Angle dominant identifié — ne reflète pas l’unanimité des médias de ce pays
POINTS CLES
- 01
Umar Kremlev a payé « des centaines de milliers de dollars » pour deux des trois jours de festivités du mariage, dont la location d'une île privée et un feu d'artifice, selon l'enquête de ProPublica.
- 02
Jordan Libowitz, vice-président communication de CREW, déclare : « On ne donne pas des centaines de milliers de dollars à une simple connaissance sans rien attendre en retour. »
- 03
L'IBA que préside Kremlev entretient une relation financière qualifiée de « controversée et de longue date » avec Gazprom, et les paiements ont transité par une entité de l'organisation basée à Dubaï.
ANALYSE
Londres, 15 septembre 2026. La presse britannique reprend avec prudence la révélation de ProPublica selon laquelle Umar Kremlev, homme d'affaires russe proche de Vladimir Poutine et président de l'Association internationale de boxe (IBA), a financé une partie des festivités du mariage de Donald Trump Jr et Bettina Anderson en mai aux Bahamas. Selon l'enquête, relayée par la BBC et The Independent, Kremlev a réglé « des centaines de milliers de dollars » pour deux des trois jours de célébrations, dont la location d'une île privée et un feu d'artifice.

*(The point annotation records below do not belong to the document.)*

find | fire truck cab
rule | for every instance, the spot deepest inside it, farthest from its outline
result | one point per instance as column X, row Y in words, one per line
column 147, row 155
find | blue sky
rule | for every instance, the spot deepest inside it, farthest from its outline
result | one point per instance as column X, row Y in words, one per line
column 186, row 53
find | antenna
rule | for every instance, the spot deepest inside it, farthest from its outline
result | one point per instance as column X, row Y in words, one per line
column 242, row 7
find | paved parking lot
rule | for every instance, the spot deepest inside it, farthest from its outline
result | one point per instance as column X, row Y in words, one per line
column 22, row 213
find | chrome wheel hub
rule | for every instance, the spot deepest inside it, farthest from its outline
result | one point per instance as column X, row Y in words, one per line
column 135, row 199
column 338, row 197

Le couple a confirmé sur Instagram, évoquant « un cadeau de mariage extraordinairement généreux d'un ami » qui a organisé « deux nuits incroyables de célébrations » après la cérémonie. Bettina Anderson a rejeté toute lecture politique, qualifiant la révélation de « fake news » et regrettant qu'un moment « personnel et heureux » soit « recadré en quelque chose de politique ou de sinistre » à cause de l'origine de leur ami.
Les médias britanniques rappellent que Donald Trump Jr, simple citoyen privé, n'enfreint aucune loi en acceptant un tel cadeau d'un ressortissant étranger. Mais ils relaient longuement la mise en garde de l'organisation de surveillance éthique CREW : « On ne donne pas des centaines de milliers de dollars à une simple connaissance sans rien attendre en retour », selon son porte-parole Jordan Libowitz, qui évoque le plaisir que Poutine pourrait tirer de voir son entourage se rapprocher de celui du président américain.
The Independent souligne par ailleurs que l'IBA de Kremlev entretient une relation financière « controversée et de longue date » avec le géant gazier public russe Gazprom, et que les paiements ont transité par une entité de l'organisation basée à Dubaï. La Maison Blanche, sollicitée, a renvoyé le journal vers le post Instagram du couple plutôt que de répondre directement.
Pour Londres, l'épisode illustre une zone grise persistante du droit américain : rien n'interdit à la famille d'un président d'accepter la générosité d'un proche du Kremlin, mais l'apparence d'un conflit d'intérêts, elle, ne se dissipe pas aussi facilement qu'un simple cadeau de mariage.